There are many kinds of grief. First, there is the grief of the loss of ones youth. I experienced this when I turned 20,30,40,50,60. I have already done this. Does this grief ever completely go away. No.

Then there is the grief of the empty nest syndrome when all of your children grow up and move away sometimes hundreds or thousands of miles from you and start their own families. This is sort of like watching your own arms and legs starting their own lives and getting married thousands of miles from you while you are left bereft and alone.

Then there is the really profound grief of a breakup after 6 months with someone you truly love which young people sometimes don't physically survive or the death of a marriage after 5,10,15,or 20 or more years which often adults don't survive mentally or physically.

Then there is the death of a loved one close to your or your significant other or husband or wife or yourself. This is the deadliest kind of grief as you or your loved one will never see this person ever again except in your dreams waking or sleeping or in an afterlife if you believe in heaven.

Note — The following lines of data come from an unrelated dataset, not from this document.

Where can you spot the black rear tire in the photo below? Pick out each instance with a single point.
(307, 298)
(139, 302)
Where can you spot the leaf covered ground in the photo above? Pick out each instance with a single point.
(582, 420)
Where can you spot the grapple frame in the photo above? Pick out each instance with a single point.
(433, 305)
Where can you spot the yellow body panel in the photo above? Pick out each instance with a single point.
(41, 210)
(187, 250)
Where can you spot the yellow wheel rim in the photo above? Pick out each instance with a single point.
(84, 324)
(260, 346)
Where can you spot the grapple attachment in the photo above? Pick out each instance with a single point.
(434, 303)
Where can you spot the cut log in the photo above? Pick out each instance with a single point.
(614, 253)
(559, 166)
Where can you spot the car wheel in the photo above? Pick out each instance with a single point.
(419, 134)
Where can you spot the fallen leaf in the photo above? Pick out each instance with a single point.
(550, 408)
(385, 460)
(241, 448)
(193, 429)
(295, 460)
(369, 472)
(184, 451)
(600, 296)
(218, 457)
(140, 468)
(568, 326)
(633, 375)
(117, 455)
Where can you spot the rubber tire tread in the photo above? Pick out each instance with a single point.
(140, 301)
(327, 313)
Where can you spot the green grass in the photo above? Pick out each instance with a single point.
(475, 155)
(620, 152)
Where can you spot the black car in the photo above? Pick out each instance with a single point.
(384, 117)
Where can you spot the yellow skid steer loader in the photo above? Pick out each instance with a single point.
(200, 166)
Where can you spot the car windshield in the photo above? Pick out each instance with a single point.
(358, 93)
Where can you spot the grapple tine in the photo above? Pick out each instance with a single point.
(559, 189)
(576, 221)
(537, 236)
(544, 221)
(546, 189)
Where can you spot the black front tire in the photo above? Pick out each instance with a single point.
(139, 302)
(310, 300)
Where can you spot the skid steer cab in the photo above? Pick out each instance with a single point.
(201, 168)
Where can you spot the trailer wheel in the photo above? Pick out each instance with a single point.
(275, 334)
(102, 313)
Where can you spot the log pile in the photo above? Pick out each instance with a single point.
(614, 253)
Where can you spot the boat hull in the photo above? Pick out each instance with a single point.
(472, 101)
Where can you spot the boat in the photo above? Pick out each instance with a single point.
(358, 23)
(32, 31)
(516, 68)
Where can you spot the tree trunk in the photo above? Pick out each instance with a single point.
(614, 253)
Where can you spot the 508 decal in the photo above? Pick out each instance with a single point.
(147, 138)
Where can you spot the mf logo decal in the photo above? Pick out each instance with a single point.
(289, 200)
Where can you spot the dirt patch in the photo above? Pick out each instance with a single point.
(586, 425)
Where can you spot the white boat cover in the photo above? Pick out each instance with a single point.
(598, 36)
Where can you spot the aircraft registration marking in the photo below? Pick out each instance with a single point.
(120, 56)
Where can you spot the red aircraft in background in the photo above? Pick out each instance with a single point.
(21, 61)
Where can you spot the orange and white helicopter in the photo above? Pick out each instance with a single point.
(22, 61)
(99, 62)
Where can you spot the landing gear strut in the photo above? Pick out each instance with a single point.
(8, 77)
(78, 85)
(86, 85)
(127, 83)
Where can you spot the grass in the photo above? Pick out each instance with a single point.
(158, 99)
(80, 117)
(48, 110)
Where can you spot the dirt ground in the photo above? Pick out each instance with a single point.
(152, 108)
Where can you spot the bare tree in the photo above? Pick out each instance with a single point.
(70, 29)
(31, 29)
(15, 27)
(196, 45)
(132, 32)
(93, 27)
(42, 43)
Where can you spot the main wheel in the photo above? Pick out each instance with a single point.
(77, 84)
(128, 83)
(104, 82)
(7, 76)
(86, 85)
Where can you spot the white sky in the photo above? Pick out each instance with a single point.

It is this last kind of grief I want to speak about here. At 60 I have experienced most of these different kinds of grief at one point or another in my life. However, now I've lost my last father figure in my life. I will likely never have another father figure in my life because my own father passed on when I was 37 in 1985. His death gave my son asthma so severe the shock was for my son when he was 12. Even though my son is now 34 he does better living in the desert because of this.

But now, I no longer can have any illusions that I am young anymore. I am the patriarch of my extended family and there is no other. I feel like I am falling through space with no where to turn to someone older and wiser except for God.
And with so many people running around saying God is an imaginary friend that doesn't exist today, even that can be difficult to hold on to sometimes, even though I fully understand that even if God didn't exist people would still create one just like Tom Hanks in the movie "Cast Away" created "Wilson" the volleyball into a blood stained hand print friend to survive the ordeal of 4 or more years alone on a small island alone.

I must have watched parts of that movie up to 50 times. It helped me get over my divorce in 1994 and my near death experience during 1998 and 1999. The amazing thing about grief in those experiences was that accepting death and accepting my divorce were the same thing. Accepting that you will die will increase your lifetime. If you already died nothing can really kill you then because you become fearless. Death has no meaning. Suffering might have meaning but death loses its sting.

Even though I remarried in 1995 and had another child in 1996, having been married 15 years before and raising 4 children and then divorcing was a hell I didn't at the time believe I could survive but I did. For all of you wondering if you can survive another day who are going through this hell. Just remember two things,
1. Take in one day one second at a time.
2. There are no problems only opportunities.

If you only take these two things to heart it is possible to recover and eventually have a good life again. It takes time but it is possible. Remember that always.